Having been travelling for over a year, the expedition was now spread out over about a thousand miles of country. Lines of communication were stretched almost to breaking point, but still Marchand pushed on like a crazed prophet determined to reach the upper Nile before the British could claim it. And the
Faidherbe
was not the only boat they carried: in the rear there were two metal whaling boats, also in parts, carried head high by the chanting Yakoma.
Imagine rolling a boiler from London to Birmingham, and then some. Around Coventry the jungle would give way to the dusty, rocky plains of the watershed. It was still hard going, and now they had to search out waterholes and straggly trees; finally they arrived at the upper Sueh, which flowed into the top of the Sudd swamp and eventually into the White Nile.

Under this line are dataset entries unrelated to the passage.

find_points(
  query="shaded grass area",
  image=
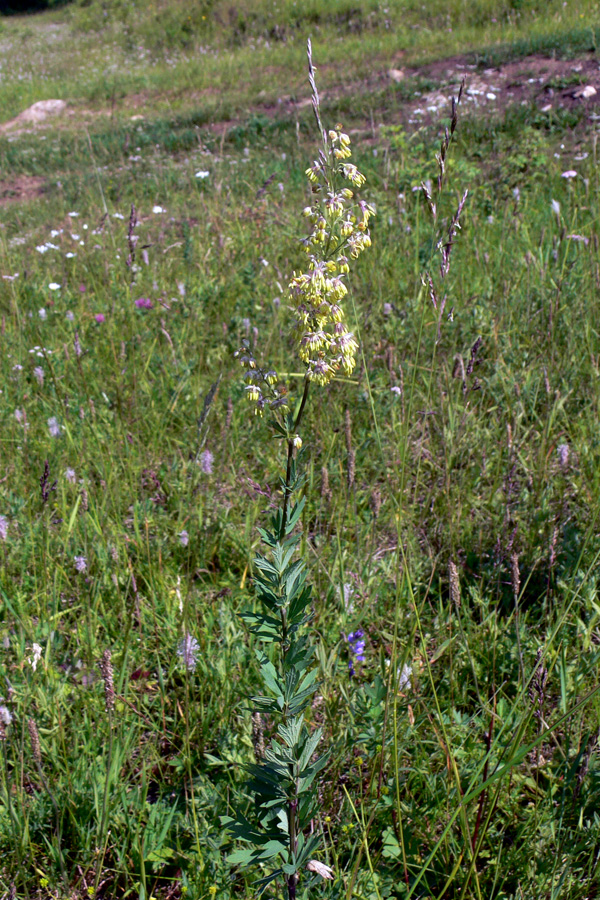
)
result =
(464, 750)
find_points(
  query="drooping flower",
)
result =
(320, 869)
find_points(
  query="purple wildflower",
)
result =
(206, 461)
(53, 427)
(357, 648)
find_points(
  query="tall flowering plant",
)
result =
(283, 780)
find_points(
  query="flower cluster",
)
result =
(261, 384)
(339, 232)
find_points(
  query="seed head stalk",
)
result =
(338, 234)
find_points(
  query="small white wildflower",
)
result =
(187, 651)
(563, 452)
(320, 869)
(53, 427)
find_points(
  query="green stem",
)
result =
(288, 472)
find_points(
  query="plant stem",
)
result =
(288, 472)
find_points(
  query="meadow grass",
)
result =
(452, 480)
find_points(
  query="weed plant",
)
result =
(450, 527)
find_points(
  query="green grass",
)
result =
(465, 783)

In a mad exercise of Imperial Meccano, it was time to reassemble the
Faidherbe
and continue the journey. Despite Marchand’s explicit records it was not a quick job. As they laboured to fit the jigsaw puzzle of the steamboat together, they saw that time yet again was against them. The rainy season was passing, and the river was getting lower by the day, ominous rocky pools forming as they watched. It looked as if the porters would need to shoulder their burden again – along with 90,000 rounds of ammunition, many hundred kegs of bordeaux and champagne, vin de Banyuls and ‘le corned beef’, much scorned though the latter was. As the water lowered, the
Faidherbe
,
sans
boiler (it would have weighed the ship down too much going over rocks), was put into accelerated reassembly and dragged over rapids a further one hundred miles. They hoped they would meet a great river that would bear them north without need of an engine. But here, by the side of a muddy tributary, at last beaten, they had to wait until the rains came. Four more months . . . and now they were separated from the very heart of the ship itself – the boiler.